Comment by ThunderSizzle

10 days ago

As in, a developer would write something in e.g. gherkin, and AI would automatically create the matching unit tests and the production code?

That would be interesting. Of course, gherkin tends to just be transpiled into generated code that is customized for the particular test, so I'm not sure how AI can really abstract it away too much.

16 comments

ThunderSizzle

kamaal 10 days ago

All of this at the end reduces to a simple fact at the end of the discussion.

You need some of way of precisely telling AI what to do. As it turns out there is only that much you can do with text. Come to think of it, you can write a whole book about a scenery, and yet 100 people will imagine it quite differently. And still that actual photograph would be totally different compared to the imagination of all those 100 people.

As it turns out if you wish to describe something accurately enough, you have to write mathematical statements, in other words statements that reduce to true/false answers. We could skip to the end of the discussion here, and say you are better of either writing code directly or test cases.

This is just people revisiting logic programming all over again.

motorest 10 days ago
> You need some of way of precisely telling AI what to do.
I think this is the detail you are not getting quite right. The truth of the matter is that you don't need precision to get acceptable results, at least in 100% of the cases. As everything in software engineering, there is indeed "good enough".
Also worth noting, LLMs allow anyone to improve upon "good enough".
> As it turns out if you wish to describe something accurately enough, you have to write mathematical statements, in other words statements that reduce to true/false answers.
Not really. Nothing prevents you to refer to high-level sets of requirements. For example, if you tell a LLM "enforce Google's style guide", you don't have to concern yourself with how many spaces are in a tab. LLMs have been migrating towards instruction files and prompt files for a while, too.
- kamaal 10 days ago
  
  Yes, you are right. But in the sense that a human decides if AI generated code is right.
  But if you want a near 100% automation, you need precise way to specify what you want, else there is no reliable way interpreting what you mean. And by that definition lots of regression/breakage has to be endured everytime a release is made.

JimDabell 10 days ago

I’m talking higher level than that. Think about the acceptance criteria you would put in a user story. I’m specifically responding to this:

> When you give up the work of deciding what the expected inputs and outputs of the code/program is you are no longer in the drivers seat.

You don’t need to personally write code that mechanically iterates over every possible state to remain in the driver’s seat. You need to describe the acceptance criteria.

motorest 10 days ago
> When you give up the work of deciding what the expected inputs and outputs of the code/program is you are no longer in the drivers seat.
You're describing the happy path of BDD-style testing frameworks.
- JimDabell 10 days ago
  
  I know about BDD frameworks.

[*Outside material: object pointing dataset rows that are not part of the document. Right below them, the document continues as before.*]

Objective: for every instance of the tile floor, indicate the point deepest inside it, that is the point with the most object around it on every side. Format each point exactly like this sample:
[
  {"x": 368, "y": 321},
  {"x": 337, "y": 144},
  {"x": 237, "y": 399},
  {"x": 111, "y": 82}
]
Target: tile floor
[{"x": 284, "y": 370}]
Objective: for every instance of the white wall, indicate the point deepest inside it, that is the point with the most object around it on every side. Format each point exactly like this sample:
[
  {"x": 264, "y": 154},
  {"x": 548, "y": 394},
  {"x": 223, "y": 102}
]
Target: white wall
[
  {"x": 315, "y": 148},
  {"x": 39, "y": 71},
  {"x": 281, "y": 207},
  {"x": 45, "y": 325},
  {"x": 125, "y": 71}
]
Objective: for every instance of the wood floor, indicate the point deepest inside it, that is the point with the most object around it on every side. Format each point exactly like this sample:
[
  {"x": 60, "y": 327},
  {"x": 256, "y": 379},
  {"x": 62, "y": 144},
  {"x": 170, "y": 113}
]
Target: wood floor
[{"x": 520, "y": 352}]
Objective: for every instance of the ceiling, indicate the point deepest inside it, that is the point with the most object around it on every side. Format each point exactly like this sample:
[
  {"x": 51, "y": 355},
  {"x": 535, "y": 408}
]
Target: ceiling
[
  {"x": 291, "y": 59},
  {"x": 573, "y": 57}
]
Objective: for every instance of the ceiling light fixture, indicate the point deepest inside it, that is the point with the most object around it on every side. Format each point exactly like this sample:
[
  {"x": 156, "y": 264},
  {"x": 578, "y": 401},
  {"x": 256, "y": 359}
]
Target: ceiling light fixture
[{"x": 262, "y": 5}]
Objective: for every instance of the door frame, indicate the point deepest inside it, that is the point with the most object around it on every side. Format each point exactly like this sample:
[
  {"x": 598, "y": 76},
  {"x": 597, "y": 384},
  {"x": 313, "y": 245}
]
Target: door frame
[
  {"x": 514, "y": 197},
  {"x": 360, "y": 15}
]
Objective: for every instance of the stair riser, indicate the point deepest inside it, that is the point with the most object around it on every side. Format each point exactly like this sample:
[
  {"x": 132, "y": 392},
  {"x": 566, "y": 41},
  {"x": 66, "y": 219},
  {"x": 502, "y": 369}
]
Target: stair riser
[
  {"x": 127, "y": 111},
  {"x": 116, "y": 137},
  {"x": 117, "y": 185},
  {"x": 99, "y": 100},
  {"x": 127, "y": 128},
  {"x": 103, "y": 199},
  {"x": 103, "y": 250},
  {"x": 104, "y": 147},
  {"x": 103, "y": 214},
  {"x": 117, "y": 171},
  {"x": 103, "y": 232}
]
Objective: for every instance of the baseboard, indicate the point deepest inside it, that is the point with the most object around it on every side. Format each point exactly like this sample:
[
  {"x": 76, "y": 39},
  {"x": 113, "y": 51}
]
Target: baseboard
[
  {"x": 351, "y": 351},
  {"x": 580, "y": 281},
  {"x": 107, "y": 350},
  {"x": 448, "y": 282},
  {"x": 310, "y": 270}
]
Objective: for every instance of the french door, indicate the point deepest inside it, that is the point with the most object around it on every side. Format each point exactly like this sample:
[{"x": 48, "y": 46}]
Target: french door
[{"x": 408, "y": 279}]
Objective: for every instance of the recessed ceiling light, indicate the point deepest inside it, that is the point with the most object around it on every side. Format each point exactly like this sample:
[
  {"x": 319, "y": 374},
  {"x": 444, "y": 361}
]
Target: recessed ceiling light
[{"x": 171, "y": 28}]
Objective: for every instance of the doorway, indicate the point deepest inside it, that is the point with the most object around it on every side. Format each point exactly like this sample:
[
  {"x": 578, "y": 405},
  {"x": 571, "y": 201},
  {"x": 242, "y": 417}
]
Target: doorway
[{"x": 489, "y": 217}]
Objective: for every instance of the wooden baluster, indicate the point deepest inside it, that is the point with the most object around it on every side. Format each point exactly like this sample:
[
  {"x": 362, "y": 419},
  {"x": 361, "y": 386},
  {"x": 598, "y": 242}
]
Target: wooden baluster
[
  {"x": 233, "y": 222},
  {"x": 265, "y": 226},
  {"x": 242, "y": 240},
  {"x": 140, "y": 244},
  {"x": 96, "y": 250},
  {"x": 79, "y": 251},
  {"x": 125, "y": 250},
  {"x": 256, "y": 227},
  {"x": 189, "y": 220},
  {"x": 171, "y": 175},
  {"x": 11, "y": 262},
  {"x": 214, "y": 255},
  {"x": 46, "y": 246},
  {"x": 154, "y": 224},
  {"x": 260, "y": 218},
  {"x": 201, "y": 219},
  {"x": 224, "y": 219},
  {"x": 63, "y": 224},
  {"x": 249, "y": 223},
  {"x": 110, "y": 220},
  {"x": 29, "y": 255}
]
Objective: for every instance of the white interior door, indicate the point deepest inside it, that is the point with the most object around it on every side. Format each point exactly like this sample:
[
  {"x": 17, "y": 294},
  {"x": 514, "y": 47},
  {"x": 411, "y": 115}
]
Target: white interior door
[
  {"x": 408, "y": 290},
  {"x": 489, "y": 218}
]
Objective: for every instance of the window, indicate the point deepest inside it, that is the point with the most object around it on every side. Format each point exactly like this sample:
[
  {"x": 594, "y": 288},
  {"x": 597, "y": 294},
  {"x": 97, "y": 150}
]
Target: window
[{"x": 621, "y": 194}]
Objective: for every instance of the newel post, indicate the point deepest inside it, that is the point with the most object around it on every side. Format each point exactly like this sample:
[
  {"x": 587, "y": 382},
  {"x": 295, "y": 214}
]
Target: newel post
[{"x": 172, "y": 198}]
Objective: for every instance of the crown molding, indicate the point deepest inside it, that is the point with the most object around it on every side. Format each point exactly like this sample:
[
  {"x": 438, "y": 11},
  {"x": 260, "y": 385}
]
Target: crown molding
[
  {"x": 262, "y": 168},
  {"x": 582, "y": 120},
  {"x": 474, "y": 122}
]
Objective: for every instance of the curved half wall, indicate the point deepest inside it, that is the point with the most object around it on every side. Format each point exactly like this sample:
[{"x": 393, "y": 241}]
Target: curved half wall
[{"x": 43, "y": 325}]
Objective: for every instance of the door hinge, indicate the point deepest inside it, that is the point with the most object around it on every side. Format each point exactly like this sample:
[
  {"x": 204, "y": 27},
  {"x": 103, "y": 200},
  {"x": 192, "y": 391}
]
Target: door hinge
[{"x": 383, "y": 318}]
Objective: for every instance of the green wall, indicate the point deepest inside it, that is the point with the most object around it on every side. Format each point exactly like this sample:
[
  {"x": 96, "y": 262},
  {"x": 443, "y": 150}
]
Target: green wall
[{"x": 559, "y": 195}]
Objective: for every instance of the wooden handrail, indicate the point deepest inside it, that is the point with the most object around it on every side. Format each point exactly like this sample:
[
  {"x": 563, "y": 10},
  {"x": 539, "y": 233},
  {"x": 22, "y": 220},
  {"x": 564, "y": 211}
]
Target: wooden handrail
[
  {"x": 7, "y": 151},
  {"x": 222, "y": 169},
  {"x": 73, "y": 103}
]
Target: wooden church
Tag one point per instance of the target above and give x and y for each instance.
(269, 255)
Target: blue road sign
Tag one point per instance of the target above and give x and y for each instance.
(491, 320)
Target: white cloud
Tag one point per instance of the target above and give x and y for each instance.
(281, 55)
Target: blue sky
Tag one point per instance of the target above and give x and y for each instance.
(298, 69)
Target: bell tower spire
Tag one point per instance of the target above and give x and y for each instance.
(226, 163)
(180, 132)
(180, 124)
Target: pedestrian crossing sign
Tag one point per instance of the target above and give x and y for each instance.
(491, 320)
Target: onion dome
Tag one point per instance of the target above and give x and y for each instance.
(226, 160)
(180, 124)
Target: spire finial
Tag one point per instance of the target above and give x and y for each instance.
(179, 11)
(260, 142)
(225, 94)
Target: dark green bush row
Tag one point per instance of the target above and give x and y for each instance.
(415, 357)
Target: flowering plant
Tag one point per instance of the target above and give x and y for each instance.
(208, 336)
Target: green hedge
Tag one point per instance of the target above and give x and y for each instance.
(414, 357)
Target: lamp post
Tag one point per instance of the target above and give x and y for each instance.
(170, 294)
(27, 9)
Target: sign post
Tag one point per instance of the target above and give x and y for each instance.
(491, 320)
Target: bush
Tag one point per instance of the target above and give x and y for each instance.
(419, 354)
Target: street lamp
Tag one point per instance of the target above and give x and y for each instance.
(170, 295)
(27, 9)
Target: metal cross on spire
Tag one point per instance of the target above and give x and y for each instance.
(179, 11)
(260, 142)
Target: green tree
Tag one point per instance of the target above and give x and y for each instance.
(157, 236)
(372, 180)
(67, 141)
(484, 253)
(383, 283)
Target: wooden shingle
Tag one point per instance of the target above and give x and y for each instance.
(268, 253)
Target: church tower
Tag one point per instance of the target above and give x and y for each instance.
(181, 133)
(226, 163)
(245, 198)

I’m talking higher level than that.
  
  5 replies →
skydhash 10 days ago
I think your perspective is heavily influenced by the imperative paradigm where you actually write the state transition. Compare that to functional programming where you only describe the relation between the initial and final state. Or logic programming where you describe the properties of the final state and where it would find the elements with those properties in the initial state.
Those does not involves writing state transitions. You are merely describing the acceptance criteria. Imperative is the norm because that's how computers works, but there are other abstractions that maps more to how people thinks. Or how the problem is already solved.
- JimDabell 10 days ago
  
  I didn’t mention state transitions. When I said “mechanically iterate over every possible state”, I was referring to writing tests that cover every type of input and output.
  Acceptance criteria might be something like “the user can enter their email address”.
  Tests might cover what happens when the user enters an email address, what happens when the user tries to enter the empty string, what happens when the user tries to enter a non-email address, what happens when the user tries to enter more than one email address…
  In order to be in the driver’s seat, you only need to define the acceptance criteria. You don’t need to write all the tests.
  
  1 reply →
- sitkack 10 days ago
  
  Acceptance criteria describes the thing being accepted, it describes a property of the final state.
  There is no prescriptive manner in which to deliver the solution, unless it was built into the acceptance criteria.
  You are not talking about the same thing as the parent.

motorest 10 days ago

> That would be interesting. Of course, gherkin tends to just be transpiled into generated code that is customized for the particular test, so I'm not sure how AI can really abstract it away too much.

I don't think that's how gherkin is used. Take for example Cucumber. Cucumber only uses it's feature files to specify which steps a test should execute, whereas steps are pretty vanilla JavaScript code.

In theory, nowadays all you need is a skeleton of your test project, including feature files specifying the scenarios you want to run, and prompt LLMs to fill in the steps required by your test scenarios.

You can also use a LLM to generate feature files, but if the goal is to specify requirements and have a test suite enforce them, implicitly the scenarios are the starting point.